Link

Testing and Debugging

Complete the Reading Quiz by 3:00pm before lecture.

Table of contents

  1. reproduce your bug quickly
  2. accept that it’s probably your code’s fault
  3. start doing experiments
  4. change one thing at a time
  5. check your assumptions
  6. be noisy
  7. be noisy, quickly
  8. understand what the error messages mean
  9. write your code so it’s easier to test
  10. further reading

What does debugging a program look like?

This reading reproduces and adapts Julia Evans’ blog post, What does debugging a program look like?1

There will probably be some jargon you’re not familiar with since she discusses debugging in a variety of programming contexts. That’s okay. Here’s a glossary of the particularly pertinent concepts that we’ll be exploring in class.

Unit Test
Software that verifies that a specific piece of code (“the unit”) works as intended; the unit is usually a single class such as LinkedIntList but sometimes a single method if the method is very complex. These are usually run automatically; for example, you could re-run tests every time you save your edited file. We might write one unit test to check that add behaves correctly, another unit test to check that remove behaves correctly, and so forth. Unit tests are frequently automated because they’re easy to set up: instantiate the unit and you’re ready to test.
Test Case
The smallest component of a unittest, which verifies a single piece of behaviour. For example, your unit test might have 3 test cases: one which verifies add can handle null values, a second test case to verify add with non-null values, and a third to verify that remove is well-defined for non-empty lists.
Test Suite
A collection of unittests. Your test suite might contain unittests for LinkedList, ArrayList, ArrayQueue, and LinkedQueue. As with unittests, these are usually run automatically; however, since they encompass more code sometimes they are run less frequently; for example, you might run them every time code is checked in.
Library
A collection of resources used to support software development. For example, ArrayList is part of the Java standard library.
Debugger
A tool that can pause a program at any point during execution, allowing the programmer to inspect the exact values of different variables.

reproduce your bug quickly

Everybody agrees that being able to consistently reproduce a bug is important if you want to figure out what’s going on.

Everybody also agrees that it’s extremely useful be able to reproduce the bug quickly (if it takes you 3 minutes to check if every change helped, iterating is VERY SLOW).

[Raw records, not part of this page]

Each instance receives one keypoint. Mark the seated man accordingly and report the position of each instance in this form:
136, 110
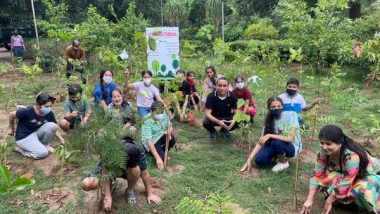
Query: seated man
76, 110
220, 108
136, 167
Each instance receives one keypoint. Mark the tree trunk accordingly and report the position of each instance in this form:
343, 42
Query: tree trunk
355, 10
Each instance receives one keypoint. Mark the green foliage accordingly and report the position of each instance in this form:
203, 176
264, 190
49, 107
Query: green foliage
9, 185
262, 30
217, 203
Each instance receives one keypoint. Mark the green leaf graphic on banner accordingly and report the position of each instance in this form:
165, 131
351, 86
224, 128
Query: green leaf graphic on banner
175, 64
163, 68
155, 65
152, 43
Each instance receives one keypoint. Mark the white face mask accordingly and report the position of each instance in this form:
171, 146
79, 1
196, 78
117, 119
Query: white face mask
147, 81
240, 85
158, 116
107, 79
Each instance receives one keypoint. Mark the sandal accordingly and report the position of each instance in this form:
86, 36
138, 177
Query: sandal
131, 197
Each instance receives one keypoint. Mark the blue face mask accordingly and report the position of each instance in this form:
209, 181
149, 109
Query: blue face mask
45, 110
276, 113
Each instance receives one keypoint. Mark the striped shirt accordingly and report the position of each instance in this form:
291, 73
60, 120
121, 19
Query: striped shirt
153, 130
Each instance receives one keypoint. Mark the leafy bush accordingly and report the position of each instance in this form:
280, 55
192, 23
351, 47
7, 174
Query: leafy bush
262, 30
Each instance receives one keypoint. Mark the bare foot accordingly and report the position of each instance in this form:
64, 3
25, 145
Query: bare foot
49, 148
17, 149
107, 203
244, 168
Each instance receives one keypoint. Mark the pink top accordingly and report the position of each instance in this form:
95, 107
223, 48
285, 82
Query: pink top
17, 41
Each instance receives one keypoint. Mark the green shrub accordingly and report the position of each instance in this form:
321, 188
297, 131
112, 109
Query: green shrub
262, 30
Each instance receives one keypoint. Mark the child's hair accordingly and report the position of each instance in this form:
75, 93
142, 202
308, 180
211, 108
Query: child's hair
335, 134
146, 72
44, 98
123, 103
180, 71
293, 81
213, 80
74, 89
189, 73
269, 119
239, 77
102, 72
222, 78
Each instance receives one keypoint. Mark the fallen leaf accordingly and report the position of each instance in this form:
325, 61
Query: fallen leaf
27, 175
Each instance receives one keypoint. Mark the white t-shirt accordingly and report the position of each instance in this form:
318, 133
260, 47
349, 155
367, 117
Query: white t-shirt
145, 94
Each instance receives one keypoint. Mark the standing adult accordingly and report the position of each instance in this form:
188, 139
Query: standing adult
74, 55
346, 172
146, 92
17, 44
220, 108
36, 128
102, 91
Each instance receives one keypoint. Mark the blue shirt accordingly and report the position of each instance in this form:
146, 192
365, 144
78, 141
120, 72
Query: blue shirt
29, 121
104, 94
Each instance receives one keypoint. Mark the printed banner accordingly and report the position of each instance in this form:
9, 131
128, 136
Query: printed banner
163, 51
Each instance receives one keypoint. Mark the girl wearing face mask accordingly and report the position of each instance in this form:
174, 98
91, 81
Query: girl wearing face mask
121, 111
102, 91
36, 128
345, 172
154, 131
242, 92
146, 92
280, 138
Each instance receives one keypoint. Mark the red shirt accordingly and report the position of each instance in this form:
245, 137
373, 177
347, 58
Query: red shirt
244, 94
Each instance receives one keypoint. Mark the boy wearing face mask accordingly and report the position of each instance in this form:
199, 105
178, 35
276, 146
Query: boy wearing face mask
242, 92
36, 128
293, 101
76, 109
154, 131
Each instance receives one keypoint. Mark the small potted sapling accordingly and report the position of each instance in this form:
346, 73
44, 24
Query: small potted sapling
244, 124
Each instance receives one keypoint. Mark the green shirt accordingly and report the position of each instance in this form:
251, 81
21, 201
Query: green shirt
153, 130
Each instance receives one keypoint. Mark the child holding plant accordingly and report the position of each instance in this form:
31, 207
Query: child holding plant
280, 138
103, 90
346, 172
242, 92
156, 129
146, 92
36, 128
121, 111
76, 109
294, 101
136, 167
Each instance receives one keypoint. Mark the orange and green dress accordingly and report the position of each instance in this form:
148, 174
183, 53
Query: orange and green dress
345, 183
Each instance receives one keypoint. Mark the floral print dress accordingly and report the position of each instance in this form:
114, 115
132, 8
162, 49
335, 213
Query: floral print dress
345, 183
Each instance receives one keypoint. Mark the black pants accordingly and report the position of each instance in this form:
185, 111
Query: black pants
70, 69
210, 126
160, 145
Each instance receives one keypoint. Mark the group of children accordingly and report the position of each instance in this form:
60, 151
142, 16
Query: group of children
280, 138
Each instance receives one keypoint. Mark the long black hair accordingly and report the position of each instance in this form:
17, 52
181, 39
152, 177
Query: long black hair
213, 79
102, 72
269, 119
335, 134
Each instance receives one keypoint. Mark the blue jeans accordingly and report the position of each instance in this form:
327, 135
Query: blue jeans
18, 51
275, 147
143, 111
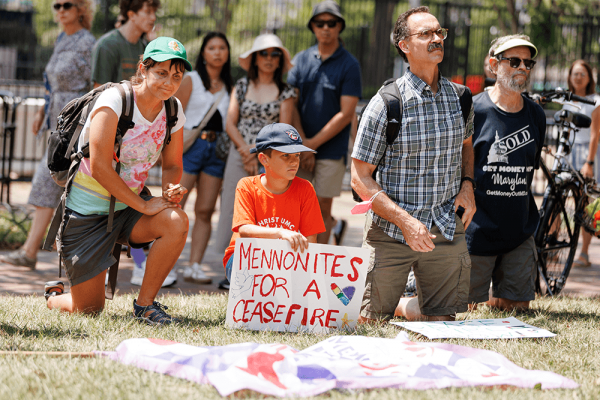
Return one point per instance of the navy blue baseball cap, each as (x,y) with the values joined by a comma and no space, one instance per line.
(281,137)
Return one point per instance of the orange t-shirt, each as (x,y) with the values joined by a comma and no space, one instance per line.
(297,209)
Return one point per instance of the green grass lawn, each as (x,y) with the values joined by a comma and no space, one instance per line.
(27,325)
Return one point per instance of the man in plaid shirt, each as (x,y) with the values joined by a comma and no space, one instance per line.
(423,177)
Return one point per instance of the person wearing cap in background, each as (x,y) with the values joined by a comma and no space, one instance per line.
(139,219)
(508,139)
(114,59)
(263,202)
(327,78)
(423,177)
(257,100)
(117,52)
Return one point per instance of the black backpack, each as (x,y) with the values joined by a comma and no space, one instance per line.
(64,157)
(392,99)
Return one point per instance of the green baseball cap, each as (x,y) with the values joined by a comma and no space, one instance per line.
(165,48)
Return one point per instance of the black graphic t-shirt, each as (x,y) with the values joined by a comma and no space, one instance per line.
(507,150)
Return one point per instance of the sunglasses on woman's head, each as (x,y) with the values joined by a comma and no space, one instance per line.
(330,23)
(66,6)
(273,54)
(515,62)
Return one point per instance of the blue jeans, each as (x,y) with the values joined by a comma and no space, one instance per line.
(228,268)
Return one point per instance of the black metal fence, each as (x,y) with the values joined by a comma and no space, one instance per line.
(27,37)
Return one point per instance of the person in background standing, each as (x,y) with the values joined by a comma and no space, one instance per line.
(507,141)
(210,82)
(68,77)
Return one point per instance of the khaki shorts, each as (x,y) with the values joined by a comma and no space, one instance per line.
(512,275)
(85,245)
(327,177)
(442,274)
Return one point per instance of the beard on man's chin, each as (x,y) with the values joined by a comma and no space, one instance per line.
(511,83)
(434,46)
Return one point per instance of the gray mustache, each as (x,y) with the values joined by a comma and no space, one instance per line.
(434,46)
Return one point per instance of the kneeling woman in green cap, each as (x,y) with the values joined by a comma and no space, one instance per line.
(84,242)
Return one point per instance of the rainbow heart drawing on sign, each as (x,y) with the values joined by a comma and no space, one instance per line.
(345,294)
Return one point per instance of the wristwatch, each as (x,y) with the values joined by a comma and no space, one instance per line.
(467,178)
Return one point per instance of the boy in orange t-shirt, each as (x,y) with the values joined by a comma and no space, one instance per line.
(276,204)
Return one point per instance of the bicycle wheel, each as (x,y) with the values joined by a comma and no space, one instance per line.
(558,243)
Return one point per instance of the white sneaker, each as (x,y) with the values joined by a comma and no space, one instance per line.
(195,274)
(138,276)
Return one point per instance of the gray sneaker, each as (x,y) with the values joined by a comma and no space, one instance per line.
(411,285)
(19,258)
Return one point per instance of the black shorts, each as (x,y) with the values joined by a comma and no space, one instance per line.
(86,247)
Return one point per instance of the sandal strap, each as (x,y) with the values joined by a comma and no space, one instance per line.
(154,313)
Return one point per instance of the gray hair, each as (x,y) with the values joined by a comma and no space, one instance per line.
(503,39)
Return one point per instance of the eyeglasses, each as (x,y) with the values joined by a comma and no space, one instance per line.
(273,54)
(515,62)
(66,6)
(330,23)
(427,34)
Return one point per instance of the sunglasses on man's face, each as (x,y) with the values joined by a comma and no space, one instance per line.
(66,6)
(515,62)
(273,54)
(330,23)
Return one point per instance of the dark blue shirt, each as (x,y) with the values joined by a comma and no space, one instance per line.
(321,85)
(507,150)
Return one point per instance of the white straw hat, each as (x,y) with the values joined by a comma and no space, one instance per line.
(263,42)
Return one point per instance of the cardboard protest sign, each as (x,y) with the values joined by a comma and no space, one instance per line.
(500,328)
(272,287)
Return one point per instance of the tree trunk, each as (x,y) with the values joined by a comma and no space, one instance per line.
(379,63)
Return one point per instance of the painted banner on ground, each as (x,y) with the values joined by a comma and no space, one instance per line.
(272,287)
(342,362)
(502,328)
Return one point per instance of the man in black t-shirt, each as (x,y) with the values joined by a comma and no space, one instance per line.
(508,138)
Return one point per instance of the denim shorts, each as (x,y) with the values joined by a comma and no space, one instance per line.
(87,248)
(201,157)
(512,274)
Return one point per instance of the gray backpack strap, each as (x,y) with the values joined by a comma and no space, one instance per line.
(125,123)
(172,109)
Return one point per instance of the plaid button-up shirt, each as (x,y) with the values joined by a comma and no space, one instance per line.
(421,170)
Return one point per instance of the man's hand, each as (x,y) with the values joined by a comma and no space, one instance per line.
(296,239)
(417,236)
(307,161)
(466,199)
(174,193)
(587,171)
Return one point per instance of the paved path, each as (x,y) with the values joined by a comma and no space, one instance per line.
(19,280)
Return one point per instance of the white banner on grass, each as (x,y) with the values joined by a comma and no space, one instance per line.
(342,362)
(502,328)
(275,288)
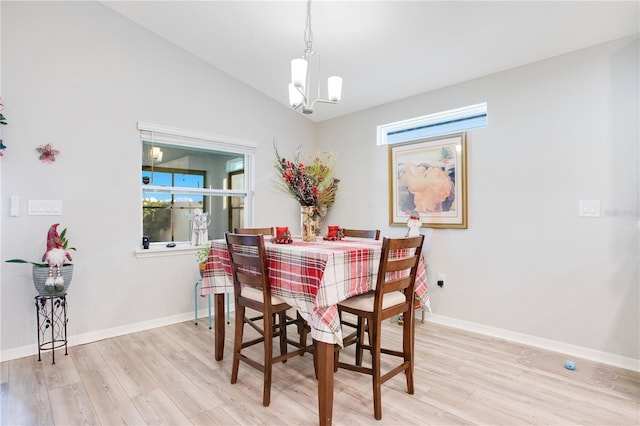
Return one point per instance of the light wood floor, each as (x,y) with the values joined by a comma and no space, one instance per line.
(169,376)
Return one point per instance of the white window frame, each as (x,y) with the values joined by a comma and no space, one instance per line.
(438,124)
(193,139)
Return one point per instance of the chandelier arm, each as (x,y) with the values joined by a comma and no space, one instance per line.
(304,89)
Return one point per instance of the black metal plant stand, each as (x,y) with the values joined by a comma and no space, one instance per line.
(51,314)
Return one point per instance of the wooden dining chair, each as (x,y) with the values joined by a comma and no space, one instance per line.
(362,233)
(250,273)
(302,326)
(393,295)
(359,233)
(254,231)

A suggested approach is to get your bug down to its minimal working example and then write a test case which consistently reproduces the bug. bonus: you can add this to your test suite later if it makes sense

accept that it’s probably your code’s fault

Sometimes I see a problem and I’m like “oh, library X has a bug”, “oh, it’s DNS”, “oh, SOME OTHER THING THAT IS NOT MY CODE is broken”. And sometimes it’s not my code! But, in general, between an established library and my code that I wrote last month, usually it’s my code that’s the problem :).

start doing experiments

@act_gardner gave a nice, short explanation of what you have to do after you reproduce your bug

I try to encourage people to first fully understand the bug - What’s happening? What do you expect to happen? When does it happen? When does it not happen? Then apply their mental model of the system to guess at what could be breaking and come up with experiments.

Experiments could be changing or removing code, making API calls from a REPL, trying new inputs, poking at memory values with a debugger or print statements.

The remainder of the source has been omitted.